Thu Sep 19 05:53:57 UTC 2024: ## China Expected to Boost Stimulus Measures to Meet 2024 Growth Target
**BEIJING** – China’s policymakers are expected to intensify efforts to support the economy, particularly by stimulating demand, as the country faces a challenging 2024 growth target and persistent deflationary pressures.
While China’s economy slowed in August, officials remain committed to achieving the roughly 5% GDP growth goal for the year. This commitment is evidenced by President Xi Jinping’s recent call for authorities to strive towards meeting the target.
Analysts and policy advisers suggest that a combination of fiscal and monetary policies will be implemented. This could include:
* **Increased Fiscal Spending:** Local governments are already accelerating bond issuance to finance major infrastructure projects. The central government is also increasing debt issuance to support key strategic sectors.
* **Further Monetary Easing:** The People’s Bank of China (PBOC) is expected to lower interest rates and reduce banks’ reserve requirement ratio, taking advantage of the U.S. Federal Reserve’s recent interest rate cut.
* **Mortgage Rate Cuts:** The PBOC may also lower interest rates on existing mortgages to provide relief for homeowners.
However, a key Communist Party meeting in July emphasized a focus on the supply side of the economy, suggesting that forceful measures to address weak consumer demand and deflation risks are unlikely in the near term.
While China has traditionally relied on infrastructure spending to drive growth, this approach has contributed to increasing debt risks and fueled deflationary pressures. Prices have fallen, forcing companies to cut costs, leading to lower wages and job losses.

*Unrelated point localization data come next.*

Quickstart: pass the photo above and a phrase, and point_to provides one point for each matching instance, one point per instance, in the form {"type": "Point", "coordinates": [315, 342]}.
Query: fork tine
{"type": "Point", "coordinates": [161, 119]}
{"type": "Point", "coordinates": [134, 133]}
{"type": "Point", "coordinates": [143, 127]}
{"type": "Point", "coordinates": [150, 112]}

The situation is further complicated by the ongoing deflationary trend, with the GDP deflator – a broad measure of inflation – remaining negative for five consecutive quarters, the longest deflationary streak since 1999.
Experts believe that a more targeted approach is needed, emphasizing demand-side stimulus. This could involve government spending on social security programs like healthcare, education, and public housing, which would help boost consumption.
Despite the projected increase in stimulus measures, experts like ANZ’s Xing Zhaopeng remain cautious. While they expect a shift from supply-side focus to demand-side policies, they are not anticipating a significant surge in spending.
The effectiveness of the proposed stimulus package remains to be seen, as experts warn that a lot more needs to be done, particularly on the fiscal side, to address local government debt pressures and effectively combat deflation.